We've been driving a hybrid in one form or another for the past 17 yrs. Each one has been better than the last. The only concern I have is dealer service. Toyota has this down pat. We had excellent service on our Prius, though the car only needed routine maintenance. The knowledge of repair at the big 3 dealers has been inconsistent. In one case, with our new 2013 Volt, their techs were learning (and making mistakes) on our car. Our 2018 Volt has been flawless with only routine maintenance.
 
Hybrids were not a big seller (in the US) over the last 10 years due to most buyers not seeing a value proposition. And BEVs cannibalizing sales to eco-minded buyers.

Now that EPA mandated fleet mileage regs are approaching 50 mpg, the makers are both making more hybrids and pricing them to sell, to avoid costly fines.

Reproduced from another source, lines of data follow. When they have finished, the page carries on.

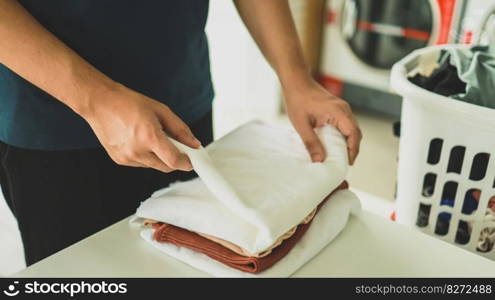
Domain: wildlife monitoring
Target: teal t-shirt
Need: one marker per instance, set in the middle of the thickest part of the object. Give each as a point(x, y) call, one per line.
point(158, 48)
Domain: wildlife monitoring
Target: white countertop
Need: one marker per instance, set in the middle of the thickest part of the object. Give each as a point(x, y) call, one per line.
point(370, 246)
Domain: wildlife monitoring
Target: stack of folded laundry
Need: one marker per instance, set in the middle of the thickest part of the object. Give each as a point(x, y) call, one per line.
point(259, 206)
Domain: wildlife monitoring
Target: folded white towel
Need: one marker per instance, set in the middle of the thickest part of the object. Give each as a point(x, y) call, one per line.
point(254, 184)
point(330, 220)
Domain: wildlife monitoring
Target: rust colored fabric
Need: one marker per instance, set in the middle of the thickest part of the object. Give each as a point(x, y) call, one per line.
point(184, 238)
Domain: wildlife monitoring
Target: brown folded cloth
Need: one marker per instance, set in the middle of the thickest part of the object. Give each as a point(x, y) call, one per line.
point(184, 238)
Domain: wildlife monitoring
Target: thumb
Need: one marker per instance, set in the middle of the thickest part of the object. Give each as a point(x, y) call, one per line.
point(175, 128)
point(311, 141)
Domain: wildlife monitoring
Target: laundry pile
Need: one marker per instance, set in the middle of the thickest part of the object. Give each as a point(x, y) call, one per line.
point(467, 75)
point(464, 74)
point(259, 207)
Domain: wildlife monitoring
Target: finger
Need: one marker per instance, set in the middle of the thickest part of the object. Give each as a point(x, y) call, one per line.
point(152, 161)
point(310, 140)
point(171, 156)
point(177, 129)
point(127, 162)
point(350, 129)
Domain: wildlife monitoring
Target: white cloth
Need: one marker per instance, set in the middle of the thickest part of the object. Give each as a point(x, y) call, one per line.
point(326, 225)
point(254, 184)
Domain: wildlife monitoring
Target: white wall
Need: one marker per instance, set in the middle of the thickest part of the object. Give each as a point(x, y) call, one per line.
point(245, 85)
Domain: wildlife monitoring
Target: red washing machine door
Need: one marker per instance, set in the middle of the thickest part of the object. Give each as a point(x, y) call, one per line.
point(381, 32)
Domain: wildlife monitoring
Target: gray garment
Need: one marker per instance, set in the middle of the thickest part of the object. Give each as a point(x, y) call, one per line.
point(475, 67)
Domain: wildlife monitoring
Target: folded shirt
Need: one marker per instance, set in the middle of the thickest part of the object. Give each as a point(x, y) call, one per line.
point(237, 249)
point(325, 227)
point(167, 233)
point(255, 184)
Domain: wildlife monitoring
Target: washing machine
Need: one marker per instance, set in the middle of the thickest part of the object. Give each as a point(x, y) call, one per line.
point(363, 38)
point(478, 25)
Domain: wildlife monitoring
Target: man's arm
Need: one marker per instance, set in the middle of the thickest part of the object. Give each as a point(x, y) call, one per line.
point(129, 125)
point(308, 104)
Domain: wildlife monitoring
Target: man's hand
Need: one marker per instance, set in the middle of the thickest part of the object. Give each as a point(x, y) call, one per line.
point(130, 126)
point(309, 106)
point(133, 130)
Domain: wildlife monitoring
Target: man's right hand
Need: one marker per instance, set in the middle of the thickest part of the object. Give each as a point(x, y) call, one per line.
point(133, 129)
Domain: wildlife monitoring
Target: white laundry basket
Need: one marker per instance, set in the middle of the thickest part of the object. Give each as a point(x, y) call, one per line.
point(441, 139)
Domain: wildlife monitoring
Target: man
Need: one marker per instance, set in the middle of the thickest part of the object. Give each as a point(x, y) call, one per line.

This is not a story of folks demanding hybrids and the makers supplying them. This is the makers making hybrids due to regulations, pricing them to move and buyers going 'Oh, these are actually nice!'

For example, Toyota is no longer selling a non-hybrid Camry in the US starting in the 2025 model year. :cool:

And Toyota finally ditched the NiMH in 2024... all Camry trims going forward use a 1 kWh Lithium battery.
 
I think it's more a case of buyers now not feeling they are early adopters. Hybrids have been out long enough to have a track record. Secondly, hybrids are a much better interim solution for many owners. They remove the range anxiety issue and are available in larger vehicles now like trucks. That and the general public is waiting for the promised next generation of batteries with greater safety, power density, and faster charging that is promised coming in the next few years.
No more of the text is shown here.